アニメーションがどんなに素晴らしくてアクセシブルなものであっても、最も重要なことはユーザーが無効にできるようにすることです。SLDS カルーセルは、一時停止ボタンが付いたアニメーションコンポーネントの良い例です。
めまいの誘発を避ける
一部のユーザーのめまい、頭痛、その他の形の不快感の誘発に関与する 3 つの要因があります。
- 画面サイズに対する動きの大きさ。アニメーションは大きいですか? それとも小さいですか? 大きなアニメーションは小さなアニメーションよりも影響が大きくなります。
- 動きの方向の不一致。アニメーションの中には、物が逆方向に動くものがあります。一般的な例は、ユーザーがページを下にスクロールすると背景が上にスクロールする視差効果です。このようなアニメーションスタイルではユーザーが方向感覚を非常に失いやすくなります。

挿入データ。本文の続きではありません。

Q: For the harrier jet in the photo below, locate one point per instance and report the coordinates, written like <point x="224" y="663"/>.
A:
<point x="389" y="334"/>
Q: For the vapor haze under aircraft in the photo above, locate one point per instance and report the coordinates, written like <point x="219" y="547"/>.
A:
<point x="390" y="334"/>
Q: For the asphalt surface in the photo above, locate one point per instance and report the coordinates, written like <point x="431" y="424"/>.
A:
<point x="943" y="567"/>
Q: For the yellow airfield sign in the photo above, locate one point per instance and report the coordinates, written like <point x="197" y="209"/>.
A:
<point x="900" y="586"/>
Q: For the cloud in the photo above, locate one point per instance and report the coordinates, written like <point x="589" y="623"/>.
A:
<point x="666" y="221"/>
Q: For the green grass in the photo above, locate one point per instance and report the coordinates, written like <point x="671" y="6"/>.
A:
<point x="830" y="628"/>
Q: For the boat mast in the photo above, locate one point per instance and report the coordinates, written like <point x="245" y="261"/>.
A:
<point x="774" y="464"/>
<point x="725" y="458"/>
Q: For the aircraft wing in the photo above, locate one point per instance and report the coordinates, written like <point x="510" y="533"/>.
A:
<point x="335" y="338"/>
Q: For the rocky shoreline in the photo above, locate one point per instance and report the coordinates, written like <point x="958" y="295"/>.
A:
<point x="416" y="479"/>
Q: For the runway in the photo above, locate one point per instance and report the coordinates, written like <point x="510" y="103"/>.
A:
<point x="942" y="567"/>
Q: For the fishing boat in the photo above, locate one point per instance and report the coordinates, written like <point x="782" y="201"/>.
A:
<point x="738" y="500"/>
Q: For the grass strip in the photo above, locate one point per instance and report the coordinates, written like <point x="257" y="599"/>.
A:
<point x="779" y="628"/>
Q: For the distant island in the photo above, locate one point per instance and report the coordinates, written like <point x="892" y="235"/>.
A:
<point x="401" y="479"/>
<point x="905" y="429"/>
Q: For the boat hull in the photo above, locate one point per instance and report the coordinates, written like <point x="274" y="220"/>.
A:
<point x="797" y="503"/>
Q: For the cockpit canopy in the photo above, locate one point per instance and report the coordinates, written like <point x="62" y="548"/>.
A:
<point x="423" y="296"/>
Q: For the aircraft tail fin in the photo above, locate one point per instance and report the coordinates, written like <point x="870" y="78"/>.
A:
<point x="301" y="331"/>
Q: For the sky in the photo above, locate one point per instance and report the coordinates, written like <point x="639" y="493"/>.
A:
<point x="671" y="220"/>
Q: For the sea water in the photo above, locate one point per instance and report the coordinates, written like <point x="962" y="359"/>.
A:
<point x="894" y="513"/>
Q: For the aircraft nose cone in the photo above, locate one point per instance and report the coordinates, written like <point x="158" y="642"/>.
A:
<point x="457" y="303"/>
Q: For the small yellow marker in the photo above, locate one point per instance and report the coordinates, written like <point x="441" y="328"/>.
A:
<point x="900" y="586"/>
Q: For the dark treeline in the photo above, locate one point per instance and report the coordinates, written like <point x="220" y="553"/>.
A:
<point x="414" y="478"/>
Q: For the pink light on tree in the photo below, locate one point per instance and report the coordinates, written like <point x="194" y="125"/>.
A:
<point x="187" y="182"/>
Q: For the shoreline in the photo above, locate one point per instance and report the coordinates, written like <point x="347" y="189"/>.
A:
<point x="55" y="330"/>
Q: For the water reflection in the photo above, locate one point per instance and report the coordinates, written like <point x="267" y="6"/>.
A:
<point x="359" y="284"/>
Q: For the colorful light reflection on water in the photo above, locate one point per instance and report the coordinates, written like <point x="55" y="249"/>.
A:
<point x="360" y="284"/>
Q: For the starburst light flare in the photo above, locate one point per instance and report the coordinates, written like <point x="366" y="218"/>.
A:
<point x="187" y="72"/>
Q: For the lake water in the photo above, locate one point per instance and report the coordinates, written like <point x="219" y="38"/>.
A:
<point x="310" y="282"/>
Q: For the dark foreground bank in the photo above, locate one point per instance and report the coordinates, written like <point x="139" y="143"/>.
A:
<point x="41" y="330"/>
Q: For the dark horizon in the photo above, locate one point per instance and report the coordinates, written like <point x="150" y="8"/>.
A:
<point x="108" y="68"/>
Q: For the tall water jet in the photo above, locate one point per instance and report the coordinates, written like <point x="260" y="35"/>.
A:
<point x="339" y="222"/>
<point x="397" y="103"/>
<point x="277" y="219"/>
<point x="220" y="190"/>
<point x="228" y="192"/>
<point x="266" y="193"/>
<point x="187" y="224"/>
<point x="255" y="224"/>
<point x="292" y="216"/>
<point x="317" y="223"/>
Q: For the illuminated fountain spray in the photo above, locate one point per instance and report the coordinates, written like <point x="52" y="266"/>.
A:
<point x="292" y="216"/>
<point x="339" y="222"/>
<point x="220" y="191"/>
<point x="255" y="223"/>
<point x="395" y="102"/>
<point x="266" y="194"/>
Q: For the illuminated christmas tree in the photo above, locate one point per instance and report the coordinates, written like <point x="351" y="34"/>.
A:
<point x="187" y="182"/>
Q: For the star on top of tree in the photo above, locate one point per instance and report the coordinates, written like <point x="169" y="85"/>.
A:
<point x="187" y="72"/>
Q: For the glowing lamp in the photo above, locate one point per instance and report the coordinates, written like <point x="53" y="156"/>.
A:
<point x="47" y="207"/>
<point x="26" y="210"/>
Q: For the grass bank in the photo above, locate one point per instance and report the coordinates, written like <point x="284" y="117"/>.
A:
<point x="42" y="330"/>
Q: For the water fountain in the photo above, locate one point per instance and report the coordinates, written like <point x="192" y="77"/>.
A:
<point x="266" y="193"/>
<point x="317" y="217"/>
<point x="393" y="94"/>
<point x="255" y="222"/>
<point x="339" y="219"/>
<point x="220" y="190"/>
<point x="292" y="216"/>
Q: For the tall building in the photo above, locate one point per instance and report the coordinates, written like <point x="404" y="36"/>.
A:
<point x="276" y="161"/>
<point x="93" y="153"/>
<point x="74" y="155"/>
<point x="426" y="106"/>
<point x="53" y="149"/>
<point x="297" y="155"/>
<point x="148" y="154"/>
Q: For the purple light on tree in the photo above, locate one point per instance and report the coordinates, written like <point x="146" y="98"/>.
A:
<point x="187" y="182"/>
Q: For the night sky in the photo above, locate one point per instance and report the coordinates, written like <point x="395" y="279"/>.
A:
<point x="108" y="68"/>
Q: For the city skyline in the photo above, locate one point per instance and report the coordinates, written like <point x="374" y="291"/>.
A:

- ユーザーが認識する距離感。大きな風景など、奥行きがあるアニメーションでも、ユーザーが方向感覚を失うことがあります。
まとめ
色、アニメーション、動きは重要な設計手法です。色やアニメーションを使用するときには、これらの手法で提供する情報を視覚的に伝える代替手段も提供するようにします。アニメーションを使用するときには、一部のユーザーの健康に悪影響を及ぼすアニメーションスタイルを避けるようにします。
リソース
- 記事: Contrast and Color Accessibility Understanding WCAG 2 Contrast and Color Requirements (コントラストと色のアクセシビリティ: WCAG 2 のコントラストと色に関する要件について)
- 記事: Text on Backgrounds (背景上のテキスト)
- 記事: Designing Safer Web Animation for Motion Sensitivity (動きに対する過敏症に安全な Web アニメーションの設計)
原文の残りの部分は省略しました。